JOLIET, Ill. — Kevin Harvick considered the list of young drivers often suggested as NASCAR’s next big stars and replacements for departed veterans Jeff Gordon, Tony Stewart and Dale Earnhardt Jr. He suggested that only one prospect could truly hook a new generation of fans.
“NASCAR needs Chase Elliott to win,” Harvick said earlier this summer. “Chase Elliott is the tie to the traditional NASCAR fan. It’s the only shot they’ve got with the traditional NASCAR fan. His dad. The history and heritage of the sport. There isn’t anybody else in the lineup that I can think of.”
Elliott hasn’t yet reached Junior-levels of popularity – or even Danica Patrick as she nears the stock car exit ramp – but the 21-year-old Hendrick Motorsports driver just might be the next one to carry the banner as NASCAR’s most popular driver.
First, Elliott wants to hold the checkered flag for a victory lap at a Cup race.
Elliott had the race of his season at NASCAR’s playoff opener at Chicagoland Speedway over the weekend, matching his career-best finish of second, behind championship favorite Martin Truex Jr. He led 42 laps, the most since he was out in front for 106 at Phoenix where before he faded to 12th. Elliott stayed strong this time and even won the second stage, jumping to sixth in the standings with two races left before the playoff field is cut to 12.
Elliott has yet to win a Cup race in 68 career starts and heads to a New Hampshire track where he’s never finished better than 11th in three career starts.
The cover of the New Hampshire race program nonetheless shows Elliott and Kyle Larson in sunglasses with the headline, “The Future is Bright: Elliott and Larson to Carry NASCAR Torch.”
Larson was fifth at Chicagoland and is second in the standings. Both drivers seem a lock to advance to the second round and from there, anything can happen.
NASCAR would surely love a duel between a pair of 20-somethings that could turn into a rivalry for years.
For now, Elliott was wishing his No. 24 Chevrolet could have pushed Truex harder down the stretch Sunday.
“It would have been great to battle with Martin a little bit more,” Elliott said. “We didn’t have anything for him. From where we’ve been to where we ran today was a major, major step in the right direction”
Elliott, a two-time Daytona 500 pole winner, could break through two weeks from now at Dover, where twice he’s finished third. He had two third-place finishes in the first round last year, then sunk in the second when he finished 33rd, 31st and 12th.
“I did feel like we peaked about this time last year,” he said. “But this isn’t last year, so it really doesn’t matter.”
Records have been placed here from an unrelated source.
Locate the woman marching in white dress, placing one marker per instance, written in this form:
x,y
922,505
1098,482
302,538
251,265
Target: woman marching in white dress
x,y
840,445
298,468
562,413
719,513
What does matter is that Elliott is flashing the potential of becoming a future champion. He has been in the Hendrick Motorsports development program since 2011, when he was a freshman in high school, and won the 2014 championship in what is now the Xfinity Series. Elliott was known in racing long before his first race, the little kid hanging around the race track with his famous dad. Elliott will switch from the No. 24 to the No. 9 next season in a nod to his father, 1988 NASCAR champion Bill Elliott.
Bill Elliott won NASCAR’s most popular driver award a whopping 16 times and it’s that link to the past — and excitement for the future — that has drivers like Harvick convinced Chase’s success is key for any type of NASCAR’s needed resurgence.
Elliott may still be too young to truly challenge Truex or former champions ahead of him in the standings such as Harvick, Brad Keselowski and Kyle Busch for the title. Seven-time champion Jimmie Johnson, Elliott’s teammate, is hoping to make NASCAR history with an eighth title.
Busch, the 2015 champion, posted a blistering pole speed at Chicagoland and dominated the race early until pit road miscues knocked him out of contention. Clean that up, and he could go door-to-door with Truex for the title in the finale at Homestead.
Elliott hoped he could give the contenders a run down the stretch.
“We need to be better than what we’ve been in the past,” he said. “Obviously, have some work to do to get to that bunch that won the race. Aside from them, I think we were competitive to the rest of the field.”